A Qatari businessman predicts the country will become self-sufficient in dairy products in nine months as a cattle facility is fast coming up in the desert north of Doha.
Ramiz al-Khayat says “we’re working seven days a week” and the new dairy facility will be solution to the problem facing the country in the wake of a Gulf blockade.
The machines are working at the site to help Qatar master the Gulf crisis.
It is an ambitious project that al-Khayat, as vice president of the Baladna company, is responsible for.
The company already has more than 20,000 sheep and goats from which milk and dairy products are produced in a gleaming facility.
It also bottles dairy milk from cows.
But now, Baladna is building stalls to shelter 4,000 cows as soon as possible.
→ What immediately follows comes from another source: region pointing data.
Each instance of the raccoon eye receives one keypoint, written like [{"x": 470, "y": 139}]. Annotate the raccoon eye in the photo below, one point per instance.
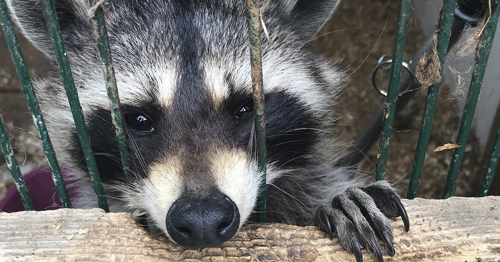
[
  {"x": 244, "y": 110},
  {"x": 139, "y": 122}
]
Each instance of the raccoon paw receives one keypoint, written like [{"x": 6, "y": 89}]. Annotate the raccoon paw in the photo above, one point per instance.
[{"x": 359, "y": 218}]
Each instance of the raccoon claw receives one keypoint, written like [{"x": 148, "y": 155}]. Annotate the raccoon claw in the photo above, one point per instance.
[
  {"x": 359, "y": 218},
  {"x": 402, "y": 212},
  {"x": 357, "y": 252},
  {"x": 325, "y": 222}
]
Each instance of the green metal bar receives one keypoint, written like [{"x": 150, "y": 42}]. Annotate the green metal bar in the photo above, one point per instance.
[
  {"x": 446, "y": 23},
  {"x": 109, "y": 75},
  {"x": 36, "y": 115},
  {"x": 11, "y": 161},
  {"x": 491, "y": 166},
  {"x": 390, "y": 104},
  {"x": 49, "y": 13},
  {"x": 254, "y": 27},
  {"x": 483, "y": 52}
]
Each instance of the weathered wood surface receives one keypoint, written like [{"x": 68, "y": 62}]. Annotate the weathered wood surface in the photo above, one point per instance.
[{"x": 457, "y": 229}]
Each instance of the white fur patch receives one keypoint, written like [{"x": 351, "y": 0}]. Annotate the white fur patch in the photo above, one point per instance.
[
  {"x": 215, "y": 82},
  {"x": 161, "y": 189},
  {"x": 237, "y": 178}
]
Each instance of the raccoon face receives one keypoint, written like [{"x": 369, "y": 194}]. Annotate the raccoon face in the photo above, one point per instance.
[{"x": 183, "y": 73}]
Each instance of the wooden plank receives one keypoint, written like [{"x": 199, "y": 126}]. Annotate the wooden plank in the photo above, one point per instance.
[{"x": 456, "y": 229}]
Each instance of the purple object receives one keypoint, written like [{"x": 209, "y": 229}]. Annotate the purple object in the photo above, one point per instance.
[{"x": 42, "y": 190}]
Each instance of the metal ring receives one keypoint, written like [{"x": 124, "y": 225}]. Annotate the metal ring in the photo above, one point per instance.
[{"x": 385, "y": 64}]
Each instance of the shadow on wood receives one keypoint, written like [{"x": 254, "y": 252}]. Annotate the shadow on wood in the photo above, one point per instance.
[{"x": 456, "y": 229}]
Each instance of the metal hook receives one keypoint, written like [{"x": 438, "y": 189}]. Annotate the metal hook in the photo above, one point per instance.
[{"x": 384, "y": 63}]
Around 1,000 are to be flown in from Germany, the rest from the United States and Australia.
Al-Khayat sounds defiant, and in fact such words are being heard over and again these days in Qatar.
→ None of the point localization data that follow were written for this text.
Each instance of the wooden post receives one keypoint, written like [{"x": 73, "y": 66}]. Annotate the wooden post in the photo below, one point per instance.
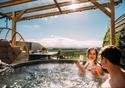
[
  {"x": 13, "y": 28},
  {"x": 112, "y": 25}
]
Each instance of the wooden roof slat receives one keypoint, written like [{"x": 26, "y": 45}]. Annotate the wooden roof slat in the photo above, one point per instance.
[
  {"x": 58, "y": 6},
  {"x": 4, "y": 15},
  {"x": 63, "y": 12},
  {"x": 48, "y": 7},
  {"x": 14, "y": 2},
  {"x": 101, "y": 7}
]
A month ago, the Gulf neighbours of Saudi Arabia, Bahrain and the United Arab Emirates broke off all contact with Qatar and closed their borders.
Until now Qatar had imported about 80% of dairy products from Saudi Arabia.
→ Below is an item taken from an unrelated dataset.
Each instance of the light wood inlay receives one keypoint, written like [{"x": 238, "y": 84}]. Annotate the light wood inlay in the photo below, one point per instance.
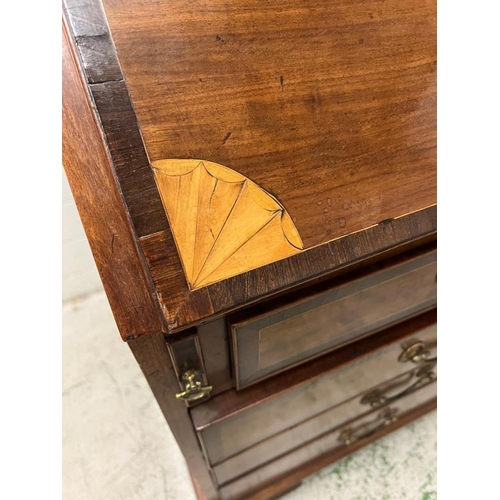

But instead of Saudi products, for the time being dairy products from Turkey have filled the gaps.
If al-Khayat has his way, then the Turkish products should be just a temporary solution. “In nine months Qatar can be self-sufficient,” the businessman predicts.
Already, traders in Doha are dealing in domestic goods. “Yes to Qatari products” is a sign seen on the doors to many shops in the capital.
In any event, al-Khayat has thrown down the gauntlet to the competition from the neighbouring state.
Up until the blockade, the Saudis had swamped the market with cheap products. “But what they have lost, they are not going to win back,” he says.